Many of the changes are things they might not even notice, like hamburger buns made with whole grains.
The changes come about as part of the Healthy Choices for Healthy Children Act, which took effect in part last year and part this year.
Similar changes are coming soon from the federal government.
School officials say that although they agree with the intent of the legislation, some of the stipulations are tough or downright impractical to put into practice.
One example: Schools can serve only one starchy vegetable per week. That means if students have mashed potatoes on Monday, they can't have French fries on Friday.
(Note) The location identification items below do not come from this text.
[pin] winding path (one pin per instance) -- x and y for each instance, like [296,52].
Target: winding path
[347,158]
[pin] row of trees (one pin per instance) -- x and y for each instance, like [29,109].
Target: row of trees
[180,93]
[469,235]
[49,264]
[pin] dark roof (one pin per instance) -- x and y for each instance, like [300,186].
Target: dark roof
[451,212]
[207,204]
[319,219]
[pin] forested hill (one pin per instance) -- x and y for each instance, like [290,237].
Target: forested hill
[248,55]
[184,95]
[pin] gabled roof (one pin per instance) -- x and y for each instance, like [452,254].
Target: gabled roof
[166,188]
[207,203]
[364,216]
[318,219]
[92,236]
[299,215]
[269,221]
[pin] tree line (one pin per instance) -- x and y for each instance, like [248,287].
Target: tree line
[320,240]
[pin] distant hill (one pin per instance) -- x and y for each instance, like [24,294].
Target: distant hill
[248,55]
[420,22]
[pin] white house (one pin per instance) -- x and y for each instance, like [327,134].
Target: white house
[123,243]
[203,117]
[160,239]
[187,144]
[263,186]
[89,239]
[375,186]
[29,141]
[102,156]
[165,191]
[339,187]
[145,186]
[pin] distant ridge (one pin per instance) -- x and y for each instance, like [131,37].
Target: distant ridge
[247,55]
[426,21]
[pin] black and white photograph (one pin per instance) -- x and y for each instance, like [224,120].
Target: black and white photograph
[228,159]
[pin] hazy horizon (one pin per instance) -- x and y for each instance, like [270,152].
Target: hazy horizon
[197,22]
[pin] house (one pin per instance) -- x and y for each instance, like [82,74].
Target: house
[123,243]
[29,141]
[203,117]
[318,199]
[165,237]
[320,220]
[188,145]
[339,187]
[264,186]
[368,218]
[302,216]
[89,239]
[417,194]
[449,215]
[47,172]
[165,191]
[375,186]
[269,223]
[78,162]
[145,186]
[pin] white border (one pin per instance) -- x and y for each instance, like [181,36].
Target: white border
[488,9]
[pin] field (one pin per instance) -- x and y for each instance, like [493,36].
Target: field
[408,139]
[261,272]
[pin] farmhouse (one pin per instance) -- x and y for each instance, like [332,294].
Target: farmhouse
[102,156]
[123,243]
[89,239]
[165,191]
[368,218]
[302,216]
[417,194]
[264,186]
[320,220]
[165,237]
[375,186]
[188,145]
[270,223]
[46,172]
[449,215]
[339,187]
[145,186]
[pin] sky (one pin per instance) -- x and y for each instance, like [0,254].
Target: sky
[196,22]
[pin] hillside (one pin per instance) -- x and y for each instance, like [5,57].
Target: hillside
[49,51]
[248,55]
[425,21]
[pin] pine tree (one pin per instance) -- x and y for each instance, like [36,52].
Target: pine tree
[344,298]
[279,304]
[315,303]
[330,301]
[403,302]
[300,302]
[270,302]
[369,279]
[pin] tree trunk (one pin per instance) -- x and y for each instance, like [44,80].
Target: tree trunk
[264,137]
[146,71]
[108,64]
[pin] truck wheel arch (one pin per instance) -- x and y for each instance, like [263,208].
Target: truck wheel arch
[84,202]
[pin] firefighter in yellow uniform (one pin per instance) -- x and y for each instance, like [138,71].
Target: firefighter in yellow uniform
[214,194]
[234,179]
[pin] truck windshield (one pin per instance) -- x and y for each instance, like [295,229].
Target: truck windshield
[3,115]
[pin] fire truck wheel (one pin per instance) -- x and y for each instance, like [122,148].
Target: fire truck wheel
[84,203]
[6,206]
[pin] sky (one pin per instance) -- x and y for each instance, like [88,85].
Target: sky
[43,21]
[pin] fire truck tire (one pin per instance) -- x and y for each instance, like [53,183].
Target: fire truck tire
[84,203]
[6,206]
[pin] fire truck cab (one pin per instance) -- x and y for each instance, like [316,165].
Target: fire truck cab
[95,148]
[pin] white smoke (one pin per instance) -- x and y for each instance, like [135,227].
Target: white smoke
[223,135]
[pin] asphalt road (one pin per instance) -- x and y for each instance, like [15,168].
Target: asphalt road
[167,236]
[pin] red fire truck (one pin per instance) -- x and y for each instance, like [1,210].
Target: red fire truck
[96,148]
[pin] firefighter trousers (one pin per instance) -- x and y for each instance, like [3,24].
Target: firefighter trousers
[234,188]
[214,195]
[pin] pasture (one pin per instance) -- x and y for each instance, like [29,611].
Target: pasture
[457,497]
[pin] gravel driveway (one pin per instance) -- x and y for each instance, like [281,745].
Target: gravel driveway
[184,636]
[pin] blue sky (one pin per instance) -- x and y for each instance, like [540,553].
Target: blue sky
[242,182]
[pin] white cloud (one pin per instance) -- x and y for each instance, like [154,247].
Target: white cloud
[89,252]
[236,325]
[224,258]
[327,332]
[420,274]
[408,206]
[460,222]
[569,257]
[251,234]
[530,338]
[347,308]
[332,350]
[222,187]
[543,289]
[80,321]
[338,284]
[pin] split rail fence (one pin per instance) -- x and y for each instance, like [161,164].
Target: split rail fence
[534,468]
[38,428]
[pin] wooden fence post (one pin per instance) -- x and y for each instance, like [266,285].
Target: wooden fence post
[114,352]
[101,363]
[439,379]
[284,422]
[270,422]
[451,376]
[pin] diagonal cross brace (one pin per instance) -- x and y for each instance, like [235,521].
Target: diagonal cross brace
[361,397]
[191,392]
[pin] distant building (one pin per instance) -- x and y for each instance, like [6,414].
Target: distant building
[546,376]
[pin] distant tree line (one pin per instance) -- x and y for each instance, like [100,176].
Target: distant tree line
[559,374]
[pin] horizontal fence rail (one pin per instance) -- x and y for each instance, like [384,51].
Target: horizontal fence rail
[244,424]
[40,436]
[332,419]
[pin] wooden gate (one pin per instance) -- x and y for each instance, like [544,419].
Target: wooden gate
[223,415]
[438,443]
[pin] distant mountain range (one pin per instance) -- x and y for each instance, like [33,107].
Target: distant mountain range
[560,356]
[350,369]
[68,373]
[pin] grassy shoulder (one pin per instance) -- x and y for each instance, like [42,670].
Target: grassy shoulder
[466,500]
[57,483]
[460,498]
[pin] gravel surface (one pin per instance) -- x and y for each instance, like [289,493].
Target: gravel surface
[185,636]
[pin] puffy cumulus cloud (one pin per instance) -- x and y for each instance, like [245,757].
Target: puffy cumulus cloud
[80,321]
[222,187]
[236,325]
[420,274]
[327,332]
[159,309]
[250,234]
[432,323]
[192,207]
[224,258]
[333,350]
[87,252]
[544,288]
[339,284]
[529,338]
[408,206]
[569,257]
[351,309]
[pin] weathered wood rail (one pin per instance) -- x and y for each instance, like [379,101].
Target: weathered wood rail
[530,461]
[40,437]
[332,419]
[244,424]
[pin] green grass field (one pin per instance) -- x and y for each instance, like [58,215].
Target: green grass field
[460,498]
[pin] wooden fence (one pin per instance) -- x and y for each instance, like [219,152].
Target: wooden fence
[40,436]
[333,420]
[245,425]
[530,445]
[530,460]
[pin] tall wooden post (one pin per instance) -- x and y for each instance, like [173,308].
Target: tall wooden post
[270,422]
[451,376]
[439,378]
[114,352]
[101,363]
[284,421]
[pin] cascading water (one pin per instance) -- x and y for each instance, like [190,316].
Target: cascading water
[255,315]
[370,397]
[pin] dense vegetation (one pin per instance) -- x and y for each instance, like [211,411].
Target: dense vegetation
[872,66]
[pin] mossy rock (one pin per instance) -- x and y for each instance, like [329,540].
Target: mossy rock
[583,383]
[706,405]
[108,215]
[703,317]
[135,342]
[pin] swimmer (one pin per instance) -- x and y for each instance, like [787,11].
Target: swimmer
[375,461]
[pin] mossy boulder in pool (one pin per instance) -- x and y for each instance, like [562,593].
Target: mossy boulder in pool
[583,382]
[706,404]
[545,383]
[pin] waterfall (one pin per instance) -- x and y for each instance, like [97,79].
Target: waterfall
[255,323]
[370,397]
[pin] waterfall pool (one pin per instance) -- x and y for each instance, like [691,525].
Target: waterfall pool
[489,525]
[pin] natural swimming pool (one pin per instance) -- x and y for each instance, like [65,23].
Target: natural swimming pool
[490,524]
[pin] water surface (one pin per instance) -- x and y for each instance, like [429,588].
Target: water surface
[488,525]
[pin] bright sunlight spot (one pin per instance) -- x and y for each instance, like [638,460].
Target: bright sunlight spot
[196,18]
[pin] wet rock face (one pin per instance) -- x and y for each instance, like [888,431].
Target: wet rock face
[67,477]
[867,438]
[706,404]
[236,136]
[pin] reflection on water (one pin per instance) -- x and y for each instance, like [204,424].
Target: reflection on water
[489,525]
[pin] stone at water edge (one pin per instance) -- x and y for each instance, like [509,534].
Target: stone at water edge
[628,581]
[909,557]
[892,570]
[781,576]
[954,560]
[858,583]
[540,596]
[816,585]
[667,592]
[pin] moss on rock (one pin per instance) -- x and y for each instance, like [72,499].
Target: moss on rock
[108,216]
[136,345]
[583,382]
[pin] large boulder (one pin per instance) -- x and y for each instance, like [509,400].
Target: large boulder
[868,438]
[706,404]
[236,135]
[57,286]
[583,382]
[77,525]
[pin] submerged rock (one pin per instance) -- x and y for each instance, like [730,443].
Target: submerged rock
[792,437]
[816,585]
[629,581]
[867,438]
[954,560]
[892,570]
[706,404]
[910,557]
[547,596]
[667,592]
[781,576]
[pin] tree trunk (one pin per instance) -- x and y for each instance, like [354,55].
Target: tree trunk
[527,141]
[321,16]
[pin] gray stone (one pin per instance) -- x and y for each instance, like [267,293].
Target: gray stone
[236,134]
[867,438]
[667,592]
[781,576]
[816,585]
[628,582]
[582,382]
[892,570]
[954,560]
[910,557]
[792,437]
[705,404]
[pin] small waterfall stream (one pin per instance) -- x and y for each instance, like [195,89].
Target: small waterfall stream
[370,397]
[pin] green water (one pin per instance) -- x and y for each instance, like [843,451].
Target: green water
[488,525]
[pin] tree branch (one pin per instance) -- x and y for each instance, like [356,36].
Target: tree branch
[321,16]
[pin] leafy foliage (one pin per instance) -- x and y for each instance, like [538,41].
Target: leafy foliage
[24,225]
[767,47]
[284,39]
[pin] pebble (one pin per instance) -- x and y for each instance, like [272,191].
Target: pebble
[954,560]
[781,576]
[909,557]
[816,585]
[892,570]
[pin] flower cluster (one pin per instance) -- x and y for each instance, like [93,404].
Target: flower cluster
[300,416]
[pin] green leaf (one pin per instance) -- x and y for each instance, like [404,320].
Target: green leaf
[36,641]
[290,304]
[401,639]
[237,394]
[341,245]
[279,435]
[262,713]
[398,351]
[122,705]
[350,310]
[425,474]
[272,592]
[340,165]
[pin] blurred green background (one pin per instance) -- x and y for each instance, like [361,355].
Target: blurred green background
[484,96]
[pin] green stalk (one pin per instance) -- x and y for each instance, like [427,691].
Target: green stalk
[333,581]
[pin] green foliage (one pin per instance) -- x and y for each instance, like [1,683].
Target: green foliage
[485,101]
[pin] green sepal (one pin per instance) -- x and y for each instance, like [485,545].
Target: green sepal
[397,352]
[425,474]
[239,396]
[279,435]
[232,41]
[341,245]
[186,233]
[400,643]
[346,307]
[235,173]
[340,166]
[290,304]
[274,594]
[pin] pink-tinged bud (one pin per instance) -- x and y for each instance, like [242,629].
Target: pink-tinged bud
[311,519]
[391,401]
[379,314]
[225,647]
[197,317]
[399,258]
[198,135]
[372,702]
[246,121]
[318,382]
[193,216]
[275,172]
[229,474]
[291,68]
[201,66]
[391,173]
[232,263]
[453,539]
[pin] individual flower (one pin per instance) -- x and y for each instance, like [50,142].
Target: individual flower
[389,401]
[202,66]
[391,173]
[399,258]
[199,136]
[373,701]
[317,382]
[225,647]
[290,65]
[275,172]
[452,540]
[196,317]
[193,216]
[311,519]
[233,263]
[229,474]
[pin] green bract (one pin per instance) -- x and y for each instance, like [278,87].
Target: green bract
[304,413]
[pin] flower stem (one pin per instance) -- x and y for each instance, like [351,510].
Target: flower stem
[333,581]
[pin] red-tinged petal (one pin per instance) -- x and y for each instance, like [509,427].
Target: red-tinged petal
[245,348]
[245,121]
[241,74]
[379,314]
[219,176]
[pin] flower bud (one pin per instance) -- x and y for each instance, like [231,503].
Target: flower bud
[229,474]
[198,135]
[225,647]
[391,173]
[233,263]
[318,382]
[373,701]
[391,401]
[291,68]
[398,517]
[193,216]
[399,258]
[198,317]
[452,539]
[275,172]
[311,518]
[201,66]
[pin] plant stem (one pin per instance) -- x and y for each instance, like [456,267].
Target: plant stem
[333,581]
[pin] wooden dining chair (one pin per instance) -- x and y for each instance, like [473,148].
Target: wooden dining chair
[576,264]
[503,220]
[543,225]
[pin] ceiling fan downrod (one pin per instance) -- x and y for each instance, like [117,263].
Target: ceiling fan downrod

Corn also counts as a starchy vegetable, so it can no longer be paired with potatoes.
And schools must meet a weekly quota for serving dark green and orange vegetables.
In fact, the portion of fresh fruits and vegetables schools must serve has doubled.
Serving fresh produce costs more, and there's no guarantee students will eat it, Huron City Schools food service director Sue Whitaker said.
"If the kids didn't eat the half a cup of fruit, what makes them think they're going to eat a whole cup?" she asked.
Healthy Choices for Healthy Children Act
WHAT IT DOES:
• Restricts the sale of certain foods and beverages to students during the regular school day and before- and after-school programs in school districts.
• Requires each school district to designate staff to prepare an annual report detailing how they've complied with the standards.
• Prohibits the placement of vending machines in classrooms, except in specified circumstances.
• Permits breakfast provided as part of a federal school breakfast program to be offered in the classroom.
• Requires the Ohio Department of Education to begin a pilot program that will require students in participating districts to have at least 30 minutes of moderate to rigorous physical activity each school day.
• Requires schools to measure students' body mass index (a calculation of height and weight) in kindergarten, third, fifth and ninth grades, although districts can opt out.